Dans l’impasse, comment faire sauter les murs ?

Il est poignant de constater, alors que les colères contre la réforme des retraites restent vives, à quel point les garde-fou nous manquent. Où que l’on regarde, le pouvoir semble absolu. Une police et une gendarmerie en roue libre, à laquelle l’IGPN et l’IGGN distribuent des jokers à tour de bras, même quand les illégalismes sont avérés et dénoncés. Un Conseil constitutionnel si fragile (trop proche du pouvoir et trop peu savant en matière de droit constitutionnel) qu’il est incapable de sanctionner un usage irrégulier de procédures pensées à d’autres fins qu’une absence de majorité aux élections législatives. Un président dont l’hubris bêtasse de gamin de 15 ans premier de la classe, qui fait enfin pitié au monde entier, ne semble plus connaître aucune limite. Une Constitution depuis toujours problématique, taillée sur mesure pour des régimes autoritaires, et dont les critiques se recrutent désormais de la France insoumise au Financial Times (1). Des préfets qui tentent d’interdire des manifestations pour la seule raison qu’elles déplaisent aux puissants… Ah non, là il reste encore quelques magistrat·es réveillé·es pour retoquer leurs arrêtés, maigre consolation.

Cet affaiblissement à vue d’œil de l’état de droit n’est ni nouveau ni inattendu, il tient à l’épuisement des caractères démocratiques de ce gouvernement et de tant d’autres, incapables de modérer la violence du capital alors que sa voracité ne cesse de croître. Des partis libéraux font alliance avec ceux d’extrême droite partout en Europe et quand ils ne sont pas au gouvernement c’est leurs idées qui sont appliquées (2). Apparent paradoxe du libéralisme : celui-ci peut aussi bien se faire autoritaire.

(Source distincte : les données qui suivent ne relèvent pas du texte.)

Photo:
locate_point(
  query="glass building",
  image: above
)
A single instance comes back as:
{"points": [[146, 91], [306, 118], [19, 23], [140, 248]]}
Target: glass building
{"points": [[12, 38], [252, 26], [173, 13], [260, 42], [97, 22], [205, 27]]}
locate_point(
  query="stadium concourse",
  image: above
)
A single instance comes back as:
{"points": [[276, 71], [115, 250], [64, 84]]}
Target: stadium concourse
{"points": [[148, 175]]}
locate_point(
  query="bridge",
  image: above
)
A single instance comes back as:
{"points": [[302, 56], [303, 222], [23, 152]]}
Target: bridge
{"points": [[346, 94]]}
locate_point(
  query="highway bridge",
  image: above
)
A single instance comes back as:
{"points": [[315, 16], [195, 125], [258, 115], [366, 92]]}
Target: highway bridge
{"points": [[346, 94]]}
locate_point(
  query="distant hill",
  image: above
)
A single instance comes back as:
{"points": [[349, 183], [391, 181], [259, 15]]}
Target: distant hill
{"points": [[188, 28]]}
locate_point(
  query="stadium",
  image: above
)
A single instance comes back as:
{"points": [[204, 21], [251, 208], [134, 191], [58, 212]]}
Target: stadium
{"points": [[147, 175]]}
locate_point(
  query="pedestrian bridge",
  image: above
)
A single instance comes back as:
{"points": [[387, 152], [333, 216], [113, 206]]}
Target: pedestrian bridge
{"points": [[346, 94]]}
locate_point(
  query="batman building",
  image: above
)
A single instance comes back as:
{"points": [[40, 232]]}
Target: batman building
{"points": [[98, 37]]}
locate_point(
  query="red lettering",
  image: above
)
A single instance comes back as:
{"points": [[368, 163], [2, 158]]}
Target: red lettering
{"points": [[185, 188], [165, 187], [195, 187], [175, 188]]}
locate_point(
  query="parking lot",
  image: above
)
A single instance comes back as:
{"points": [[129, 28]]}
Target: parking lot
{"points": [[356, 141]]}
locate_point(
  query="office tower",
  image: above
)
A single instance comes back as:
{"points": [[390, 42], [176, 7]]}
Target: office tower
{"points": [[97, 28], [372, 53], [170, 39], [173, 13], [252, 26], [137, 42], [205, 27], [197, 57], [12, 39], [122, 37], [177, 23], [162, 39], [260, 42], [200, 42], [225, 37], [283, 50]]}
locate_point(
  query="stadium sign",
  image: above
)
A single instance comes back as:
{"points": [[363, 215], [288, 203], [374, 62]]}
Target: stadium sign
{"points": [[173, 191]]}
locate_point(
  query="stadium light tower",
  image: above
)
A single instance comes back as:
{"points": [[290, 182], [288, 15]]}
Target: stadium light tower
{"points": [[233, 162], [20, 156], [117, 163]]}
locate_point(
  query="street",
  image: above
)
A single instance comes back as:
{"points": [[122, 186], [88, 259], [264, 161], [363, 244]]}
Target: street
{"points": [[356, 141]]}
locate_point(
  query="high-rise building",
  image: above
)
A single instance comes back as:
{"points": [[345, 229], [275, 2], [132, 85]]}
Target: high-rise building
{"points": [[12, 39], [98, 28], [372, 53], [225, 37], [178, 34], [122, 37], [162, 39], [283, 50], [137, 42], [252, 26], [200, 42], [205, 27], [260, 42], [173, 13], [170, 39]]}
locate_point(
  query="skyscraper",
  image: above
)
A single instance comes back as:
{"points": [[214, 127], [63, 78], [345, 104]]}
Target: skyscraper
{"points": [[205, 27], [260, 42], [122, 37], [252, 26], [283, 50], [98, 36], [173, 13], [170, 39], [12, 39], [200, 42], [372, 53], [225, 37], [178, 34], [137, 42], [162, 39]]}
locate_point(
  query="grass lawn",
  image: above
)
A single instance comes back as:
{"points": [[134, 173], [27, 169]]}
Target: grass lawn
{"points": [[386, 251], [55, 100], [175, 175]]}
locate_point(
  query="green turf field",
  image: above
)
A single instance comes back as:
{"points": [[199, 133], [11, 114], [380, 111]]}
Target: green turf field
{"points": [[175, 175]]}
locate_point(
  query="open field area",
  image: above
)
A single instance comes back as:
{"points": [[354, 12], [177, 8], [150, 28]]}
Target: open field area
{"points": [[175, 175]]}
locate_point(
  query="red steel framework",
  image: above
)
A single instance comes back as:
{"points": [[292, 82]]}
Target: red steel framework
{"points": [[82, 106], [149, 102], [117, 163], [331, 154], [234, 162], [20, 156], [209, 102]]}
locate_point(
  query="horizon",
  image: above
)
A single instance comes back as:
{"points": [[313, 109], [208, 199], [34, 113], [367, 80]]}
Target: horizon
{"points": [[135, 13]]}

Le mouvement social, malgré le succès des mobilisations, est dans une impasse dont les deux extrémités seraient également fermées. Car après la réforme des retraites, il faudrait subir une réforme de la Sécurité sociale puis du Code du travail, deux projets urgents sur lesquels planchent déjà les ministères. L’objectif reste le même, à peine caché et toujours inique : réduire nos rémunérations pour engraisser le capital, assurer ses super-profits, nourrir le train de vie des plus riches et leurs investissement qui seront les pollutions de demain et encore plus de profits après-demain. Après des décennies de consensus mou et de moyennisation des classes sociales qui satisfaisaient les groupes sociaux les plus larges et les mieux représentés, les conflits d’intérêt s’éclaircissent.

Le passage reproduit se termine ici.